Dans le modèle traditionnel d'authentification client-serveur, le client demande une ressource à accès restreint (ressource protégée) sur le serveur en s'authentifiant auprès du serveur au moyen des informations d'identification du propriétaire de ressource. Pour donner à des applications tierces l'accès à des ressources restreintes, le propriétaire de ressource partage ses informations d'identification avec le tiers. Cela crée plusieurs problèmes et limitations :

  • les applications tierces doivent conserver les informations d'identification du propriétaire de ressource pour un usage ultérieur, typiquement un mot de passe en clair ;
  • les serveurs doivent prendre en charge l'authentification par mot de passe, malgré les faiblesses de sécurité inhérentes aux mots de passe ;
  • les applications tierces obtiennent un accès trop large aux ressources protégées du propriétaire de ressource, sans que celui-ci puisse limiter la durée ou restreindre l'accès à un sous-ensemble de ressources ;
  • les propriétaires de ressource ne peuvent pas révoquer l'accès d'un tiers particulier sans révoquer l'accès de tous les tiers, et doivent le faire en changeant le mot de passe du tiers ;
  • la compromission d'une application tierce compromet le mot de passe de l'utilisateur final et toutes les données protégées par ce mot de passe.

OAuth répond à ces problèmes en introduisant une couche d'autorisation et en séparant le rôle du client de celui du propriétaire de ressource. Dans OAuth, le client demande l'accès à des ressources contrôlées par le propriétaire de ressource et hébergées par le serveur de ressources, et reçoit un ensemble d'informations d'identification différent de celui du propriétaire de ressource.

Au lieu d'utiliser les informations d'identification du propriétaire de ressource pour accéder aux ressources protégées, le client obtient un jeton d'accès -- une chaîne indiquant une portée, une durée de vie et d'autres attributs d'accès particuliers. Les jetons d'accès sont émis aux clients tiers par un serveur d'autorisation avec l'approbation du propriétaire de ressource. Le client utilise le jeton d'accès pour accéder aux ressources protégées hébergées par le serveur de ressources.

Par exemple, une utilisatrice finale (propriétaire de ressource) peut accorder à un service d'impression (client) l'accès à ses photos protégées stockées chez un service de partage de photos (serveur de ressources), sans partager son nom d'utilisateur ni son mot de passe avec le service d'impression. Elle s'authentifie directement auprès d'un serveur approuvé par le service de partage de photos (serveur d'autorisation), qui émet au service d'impression des informations d'identification propres à cette délégation (jeton d'accès).
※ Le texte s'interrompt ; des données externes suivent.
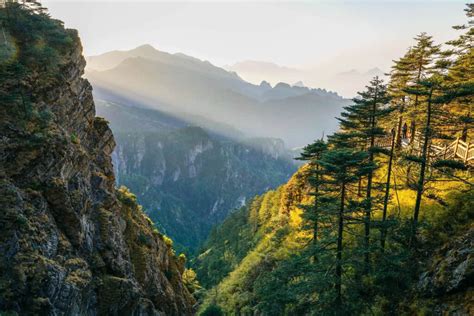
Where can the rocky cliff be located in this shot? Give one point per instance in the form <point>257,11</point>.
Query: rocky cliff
<point>70,242</point>
<point>186,177</point>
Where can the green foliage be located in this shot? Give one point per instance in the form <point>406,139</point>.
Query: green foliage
<point>310,258</point>
<point>212,310</point>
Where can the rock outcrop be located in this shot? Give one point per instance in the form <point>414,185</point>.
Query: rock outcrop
<point>70,242</point>
<point>446,285</point>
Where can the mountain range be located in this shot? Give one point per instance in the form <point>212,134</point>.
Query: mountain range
<point>188,178</point>
<point>345,82</point>
<point>183,85</point>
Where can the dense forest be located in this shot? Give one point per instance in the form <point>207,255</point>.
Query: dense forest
<point>379,220</point>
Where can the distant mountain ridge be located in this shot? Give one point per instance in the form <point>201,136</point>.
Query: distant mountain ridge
<point>177,83</point>
<point>186,177</point>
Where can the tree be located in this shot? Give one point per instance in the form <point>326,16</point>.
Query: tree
<point>360,127</point>
<point>312,153</point>
<point>342,167</point>
<point>419,64</point>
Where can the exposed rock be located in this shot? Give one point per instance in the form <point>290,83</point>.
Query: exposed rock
<point>70,243</point>
<point>448,281</point>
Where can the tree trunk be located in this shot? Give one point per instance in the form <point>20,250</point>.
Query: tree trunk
<point>368,197</point>
<point>421,178</point>
<point>387,195</point>
<point>339,248</point>
<point>400,124</point>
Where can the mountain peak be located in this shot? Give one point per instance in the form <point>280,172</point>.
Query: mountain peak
<point>145,48</point>
<point>265,84</point>
<point>299,84</point>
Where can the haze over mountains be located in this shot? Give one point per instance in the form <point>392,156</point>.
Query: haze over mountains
<point>346,83</point>
<point>188,87</point>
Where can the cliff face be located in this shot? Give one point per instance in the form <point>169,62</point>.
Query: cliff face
<point>70,242</point>
<point>186,177</point>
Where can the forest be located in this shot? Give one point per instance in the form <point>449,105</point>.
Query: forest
<point>378,219</point>
<point>358,224</point>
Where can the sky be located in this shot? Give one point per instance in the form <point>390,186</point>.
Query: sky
<point>309,35</point>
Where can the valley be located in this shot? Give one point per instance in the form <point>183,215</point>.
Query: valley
<point>142,182</point>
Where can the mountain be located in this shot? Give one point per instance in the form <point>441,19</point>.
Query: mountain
<point>258,262</point>
<point>256,71</point>
<point>178,84</point>
<point>70,243</point>
<point>190,178</point>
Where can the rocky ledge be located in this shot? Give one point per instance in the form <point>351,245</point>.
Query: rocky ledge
<point>70,242</point>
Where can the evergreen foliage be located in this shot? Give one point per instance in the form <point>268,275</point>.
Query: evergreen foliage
<point>357,227</point>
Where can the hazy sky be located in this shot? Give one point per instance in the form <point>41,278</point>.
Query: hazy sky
<point>340,34</point>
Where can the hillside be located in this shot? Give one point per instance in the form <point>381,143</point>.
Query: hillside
<point>70,243</point>
<point>257,260</point>
<point>188,178</point>
<point>180,84</point>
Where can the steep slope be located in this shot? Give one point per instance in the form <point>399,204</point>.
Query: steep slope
<point>182,84</point>
<point>256,261</point>
<point>70,243</point>
<point>189,178</point>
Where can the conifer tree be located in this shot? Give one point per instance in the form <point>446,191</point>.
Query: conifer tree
<point>312,153</point>
<point>360,127</point>
<point>342,168</point>
<point>421,58</point>
<point>399,79</point>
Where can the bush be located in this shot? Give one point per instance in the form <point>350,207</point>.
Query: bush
<point>212,310</point>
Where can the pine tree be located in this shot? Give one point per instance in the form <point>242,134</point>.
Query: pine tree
<point>312,153</point>
<point>420,64</point>
<point>360,127</point>
<point>399,79</point>
<point>342,167</point>
<point>459,64</point>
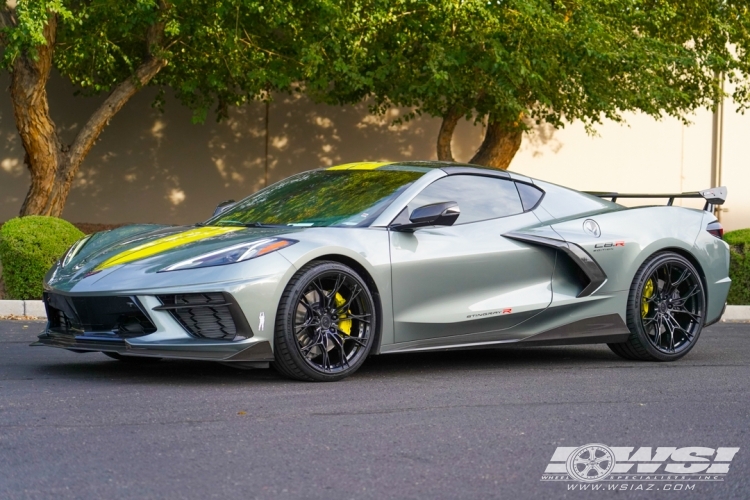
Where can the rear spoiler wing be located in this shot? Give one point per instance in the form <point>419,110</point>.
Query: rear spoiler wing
<point>713,196</point>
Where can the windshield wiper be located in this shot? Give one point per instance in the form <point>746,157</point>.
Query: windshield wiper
<point>248,224</point>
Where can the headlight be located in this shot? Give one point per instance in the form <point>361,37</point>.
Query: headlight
<point>230,255</point>
<point>73,251</point>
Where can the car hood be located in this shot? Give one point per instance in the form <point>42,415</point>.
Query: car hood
<point>149,247</point>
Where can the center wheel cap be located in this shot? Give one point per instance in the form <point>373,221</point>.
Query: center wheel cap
<point>325,322</point>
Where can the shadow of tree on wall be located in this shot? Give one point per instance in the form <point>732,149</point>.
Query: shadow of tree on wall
<point>150,166</point>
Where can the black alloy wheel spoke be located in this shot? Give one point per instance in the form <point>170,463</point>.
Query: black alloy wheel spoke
<point>685,275</point>
<point>317,324</point>
<point>358,317</point>
<point>355,293</point>
<point>678,307</point>
<point>361,341</point>
<point>331,297</point>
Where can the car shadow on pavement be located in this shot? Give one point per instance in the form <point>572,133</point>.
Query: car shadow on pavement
<point>183,372</point>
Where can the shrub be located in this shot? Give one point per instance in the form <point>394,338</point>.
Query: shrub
<point>739,266</point>
<point>29,246</point>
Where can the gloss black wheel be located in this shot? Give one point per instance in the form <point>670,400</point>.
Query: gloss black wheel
<point>325,323</point>
<point>666,310</point>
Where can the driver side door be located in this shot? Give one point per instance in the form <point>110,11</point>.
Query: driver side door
<point>467,283</point>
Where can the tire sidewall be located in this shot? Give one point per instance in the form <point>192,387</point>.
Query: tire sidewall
<point>634,310</point>
<point>287,309</point>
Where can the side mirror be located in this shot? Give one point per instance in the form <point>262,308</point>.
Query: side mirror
<point>437,214</point>
<point>223,207</point>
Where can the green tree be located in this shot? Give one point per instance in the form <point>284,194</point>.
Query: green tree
<point>218,53</point>
<point>513,63</point>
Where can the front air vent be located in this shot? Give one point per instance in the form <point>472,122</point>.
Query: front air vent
<point>206,315</point>
<point>119,316</point>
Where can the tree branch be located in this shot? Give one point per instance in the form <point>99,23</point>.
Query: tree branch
<point>90,132</point>
<point>450,120</point>
<point>86,137</point>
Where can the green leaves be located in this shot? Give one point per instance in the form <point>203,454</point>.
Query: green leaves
<point>551,60</point>
<point>555,61</point>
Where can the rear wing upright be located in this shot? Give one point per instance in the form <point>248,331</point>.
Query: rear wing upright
<point>713,196</point>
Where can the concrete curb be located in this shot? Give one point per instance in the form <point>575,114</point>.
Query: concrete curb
<point>733,314</point>
<point>22,308</point>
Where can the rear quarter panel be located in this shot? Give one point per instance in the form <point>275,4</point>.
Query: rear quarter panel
<point>630,236</point>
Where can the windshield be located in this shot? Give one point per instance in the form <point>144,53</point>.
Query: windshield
<point>349,198</point>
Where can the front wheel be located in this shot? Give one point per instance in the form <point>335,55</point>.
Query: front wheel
<point>666,310</point>
<point>325,324</point>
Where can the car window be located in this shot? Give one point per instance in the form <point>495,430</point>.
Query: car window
<point>478,197</point>
<point>530,195</point>
<point>344,198</point>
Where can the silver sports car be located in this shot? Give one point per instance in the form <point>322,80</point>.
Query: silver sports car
<point>318,271</point>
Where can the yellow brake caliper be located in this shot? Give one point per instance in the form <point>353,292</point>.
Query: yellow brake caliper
<point>648,292</point>
<point>345,325</point>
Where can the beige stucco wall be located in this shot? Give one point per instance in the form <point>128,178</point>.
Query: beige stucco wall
<point>154,167</point>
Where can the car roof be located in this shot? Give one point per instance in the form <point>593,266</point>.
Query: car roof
<point>449,167</point>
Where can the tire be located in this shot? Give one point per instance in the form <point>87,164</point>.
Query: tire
<point>666,310</point>
<point>325,325</point>
<point>131,359</point>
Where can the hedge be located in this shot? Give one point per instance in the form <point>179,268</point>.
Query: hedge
<point>739,266</point>
<point>29,246</point>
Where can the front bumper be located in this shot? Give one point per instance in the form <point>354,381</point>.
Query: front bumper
<point>244,351</point>
<point>150,326</point>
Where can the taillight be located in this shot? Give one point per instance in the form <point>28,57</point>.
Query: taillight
<point>716,229</point>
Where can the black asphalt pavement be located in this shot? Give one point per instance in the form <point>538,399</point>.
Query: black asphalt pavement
<point>469,424</point>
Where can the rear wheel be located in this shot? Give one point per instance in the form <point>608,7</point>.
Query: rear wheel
<point>666,310</point>
<point>325,325</point>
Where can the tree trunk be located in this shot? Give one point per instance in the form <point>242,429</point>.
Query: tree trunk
<point>450,120</point>
<point>500,144</point>
<point>28,93</point>
<point>53,165</point>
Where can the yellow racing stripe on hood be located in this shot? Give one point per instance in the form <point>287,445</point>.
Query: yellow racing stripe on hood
<point>163,244</point>
<point>362,165</point>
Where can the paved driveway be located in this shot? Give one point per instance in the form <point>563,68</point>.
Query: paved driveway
<point>469,424</point>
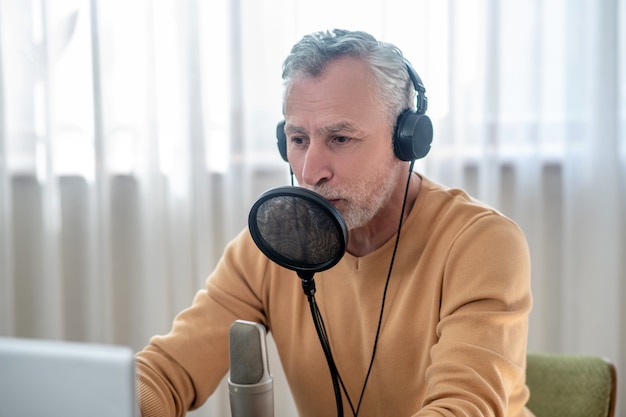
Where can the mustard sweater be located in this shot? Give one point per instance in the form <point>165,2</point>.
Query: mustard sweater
<point>453,338</point>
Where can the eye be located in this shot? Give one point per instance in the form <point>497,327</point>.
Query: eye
<point>297,140</point>
<point>341,139</point>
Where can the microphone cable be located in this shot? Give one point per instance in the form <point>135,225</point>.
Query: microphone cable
<point>309,289</point>
<point>382,307</point>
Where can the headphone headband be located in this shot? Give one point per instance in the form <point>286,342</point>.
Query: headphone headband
<point>413,132</point>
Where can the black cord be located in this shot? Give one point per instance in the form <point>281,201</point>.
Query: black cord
<point>309,289</point>
<point>382,307</point>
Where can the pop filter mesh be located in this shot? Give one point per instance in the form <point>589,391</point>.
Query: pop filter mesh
<point>299,229</point>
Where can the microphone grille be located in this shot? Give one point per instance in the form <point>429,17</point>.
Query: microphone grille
<point>246,352</point>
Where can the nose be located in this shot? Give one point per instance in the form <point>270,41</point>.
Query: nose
<point>316,168</point>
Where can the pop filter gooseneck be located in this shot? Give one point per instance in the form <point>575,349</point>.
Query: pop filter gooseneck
<point>300,230</point>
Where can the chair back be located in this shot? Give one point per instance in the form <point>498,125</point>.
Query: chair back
<point>570,385</point>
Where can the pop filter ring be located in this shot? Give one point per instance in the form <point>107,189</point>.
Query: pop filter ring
<point>318,201</point>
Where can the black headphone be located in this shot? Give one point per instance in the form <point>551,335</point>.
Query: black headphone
<point>413,133</point>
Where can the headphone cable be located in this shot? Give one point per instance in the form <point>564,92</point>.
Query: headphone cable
<point>382,307</point>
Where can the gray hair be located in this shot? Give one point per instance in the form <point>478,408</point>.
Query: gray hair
<point>311,55</point>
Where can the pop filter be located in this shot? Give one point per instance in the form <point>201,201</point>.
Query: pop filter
<point>298,229</point>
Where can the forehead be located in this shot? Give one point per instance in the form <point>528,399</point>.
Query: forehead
<point>345,87</point>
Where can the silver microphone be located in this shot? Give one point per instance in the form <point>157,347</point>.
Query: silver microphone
<point>250,384</point>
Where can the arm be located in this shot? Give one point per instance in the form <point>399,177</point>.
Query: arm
<point>478,363</point>
<point>179,371</point>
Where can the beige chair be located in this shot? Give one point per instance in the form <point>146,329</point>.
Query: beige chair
<point>570,385</point>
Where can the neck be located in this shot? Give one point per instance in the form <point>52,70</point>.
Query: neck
<point>384,225</point>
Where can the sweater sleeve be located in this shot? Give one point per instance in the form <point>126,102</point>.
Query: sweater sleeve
<point>178,371</point>
<point>478,363</point>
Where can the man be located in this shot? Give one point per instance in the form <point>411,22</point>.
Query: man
<point>443,302</point>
Cette spécification est conçue pour être utilisée avec HTTP ([RFC2616]). L'utilisation d'OAuth sur tout protocole autre que HTTP sort du périmètre de cette spécification.

Le protocole OAuth 1.0 ([RFC5849]), publié comme document d'information, résultait d'un petit effort communautaire ad hoc. La présente spécification sur la voie des standards s'appuie sur l'expérience de déploiement d'OAuth 1.0, ainsi que sur des cas d'utilisation et des exigences d'extensibilité supplémentaires recueillis auprès de la communauté IETF plus large. Le protocole OAuth 2.0 n'est pas rétrocompatible avec OAuth 1.0. Les deux versions peuvent coexister sur le réseau, et les implémentations peuvent choisir de prendre en charge les deux. Toutefois, l'intention de cette spécification est que les nouvelles implémentations prennent en charge OAuth 2.0 tel qu'il est spécifié dans ce document, et qu'OAuth 1.0 ne soit utilisé que pour prendre en charge les déploiements existants. OAuth 2.0 partage très peu de détails d'implémentation avec OAuth 1.0. Les implémenteurs familiers d'OAuth 1.0 devraient aborder ce document sans présumer de sa structure ni de ses détails.

1.1. Rôles

OAuth définit quatre rôles :

propriétaire de ressource
Entité capable d'accorder l'accès à une ressource protégée. Lorsque le propriétaire de ressource est une personne, il est appelé utilisateur final.

serveur de ressources
Serveur qui héberge les ressources protégées et qui peut accepter des demandes de ressources protégées utilisant des jetons d'accès et y répondre.

client
Application qui effectue des demandes de ressources protégées au nom du propriétaire de ressource et avec son autorisation. Le terme « client » n'implique aucune caractéristique d'implémentation particulière, par exemple le fait que l'application s'exécute sur un serveur, un ordinateur de bureau ou d'autres appareils.

serveur d'autorisation
Serveur qui émet des jetons d'accès au client après avoir authentifié avec succès le propriétaire de ressource et obtenu l'autorisation.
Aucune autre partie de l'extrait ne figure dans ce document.